Andrew advises fund managers to plan their capital raising strategy upfront, as switching mid-raise can be problematic. He also highlights recent SEC guidance that offers more flexibility in verifying accredited investors, particularly for larger check sizes.
Qualified Opportunity Funds: Compliance and Timing
For those launching a Qualified Opportunity Fund, Andrew outlines the specific compliance requirements, including:
- Filing Form 8997 to defer capital gains as a QOF investor.
- Filing Form 8996 to self-certify as a QOF.
- Meeting the 90% asset test deadlines based on the fund’s formation date.
- Understanding how capital deployment timelines interact with Opportunity Zone regulations.

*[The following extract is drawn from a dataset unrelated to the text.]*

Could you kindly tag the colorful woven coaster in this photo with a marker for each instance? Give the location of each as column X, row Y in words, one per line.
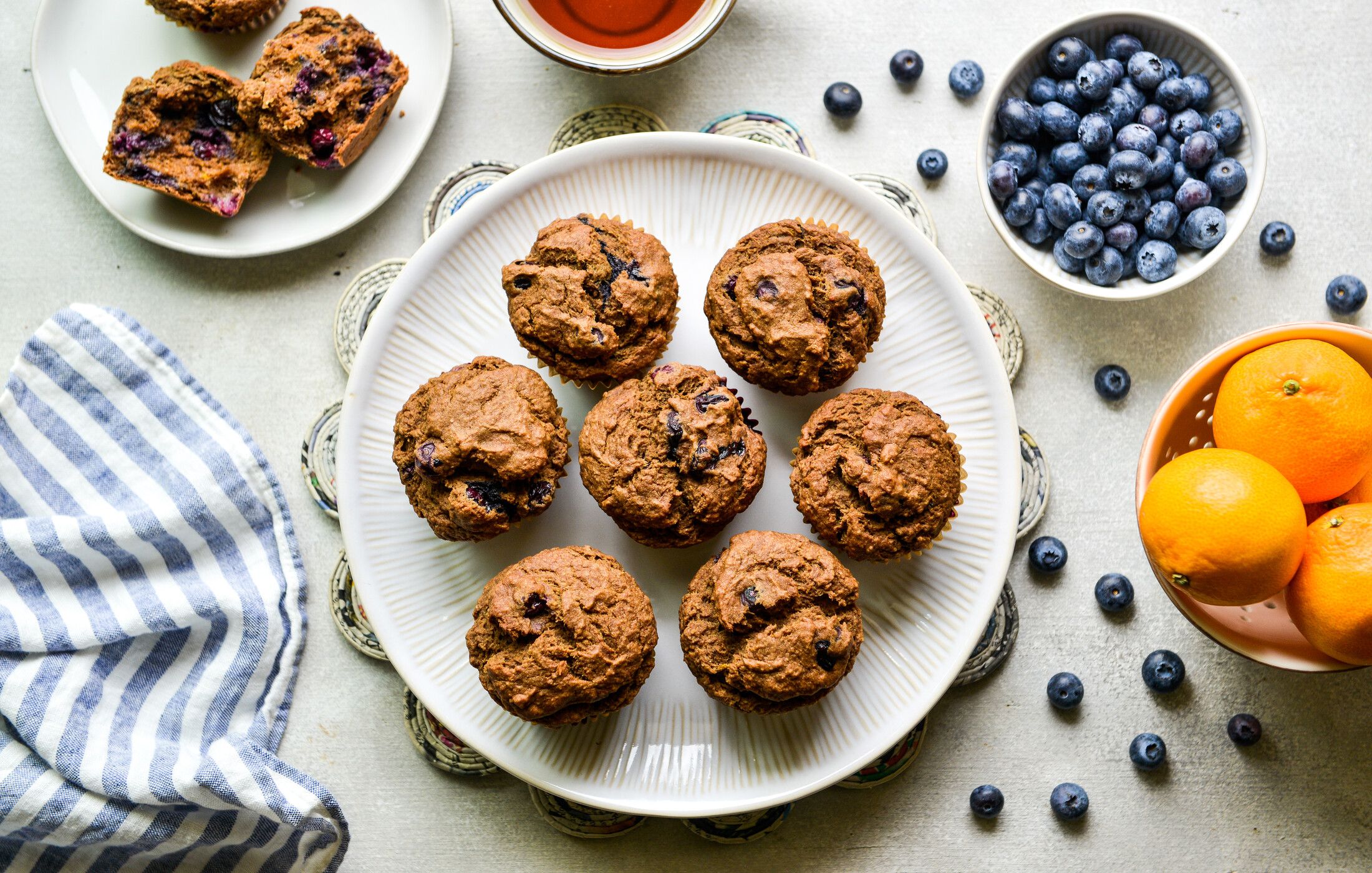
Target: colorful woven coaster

He warns against underestimating the complexity of QOF compliance and stresses the importance of working with experienced counsel and tax advisors to navigate IRS requirements.
Fee Structures, Promote, and Investor Alignment
Jimmy and Andrew discuss how fund sponsors typically get compensated through a combination of:
- Acquisition fees
- Asset management fees
- Disposition fees
- Promote (carried interest)
Andrew explains that while fees are common, transparency is key. Sponsors should clearly disclose all compensation structures in offering documents to avoid any perception of impropriety.
He also notes that market-standard fees vary by asset class and deal size, but sponsors should ensure that investor returns remain attractive after fees are accounted for.
Legal Costs: What to Expect
A recurring question from emerging fund managers is how much it costs to properly set up a fund. Andrew provides a realistic range:
- A simple single-asset syndication might cost $15,000 to $25,000 in legal fees.
- More complex multi-asset funds or QOFs could run $30,000 to $50,000+ depending on structure and compliance needs.
Andrew cautions against using low-cost, cookie-cutter legal services, emphasizing that proper customization and counsel can save sponsors far more in the long run by preventing legal disputes or regulatory issues.
Ongoing Compliance and Governance
Launching a fund is just the beginning. Andrew highlights the importance of ongoing corporate governance, including:
- Maintaining proper records and meeting formalities.
- Providing periodic investor updates.
- Staying compliant with state and federal securities laws post-raise.
- Preparing for potential audits or investor inquiries.
He reinforces that two principles—disclosure and consent—are a fund manager’s best tools for risk mitigation.
Live Q&A Highlights
Throughout the episode, Jimmy fields several live questions from the audience, with Andrew offering detailed answers on:
- Handling multiple closings in a fundraise.
- Whether you can convert a 506(b) raise into a 506(c).
- Best practices for verifying accredited investors without creating friction.
- How to handle capital calls and investor default provisions.
- The implications of co-GP structures and joint ventures within funds.
Final Advice for Fund Managers
Andrew concludes by encouraging fund sponsors to engage legal counsel early, even during the conceptual phase of a fund. Waiting until after investor conversations begin can create unnecessary risk.
He also recommends building a strong team—including CPAs, fund administrators, and compliance experts—to support long-term success.
Conclusion
This episode serves as a comprehensive guide for navigating the legal landscape of fund formation and syndication. Whether you’re structuring your first deal or refining your approach for future raises, Andrew Doup’s insights offer invaluable clarity on staying compliant while focusing on growth.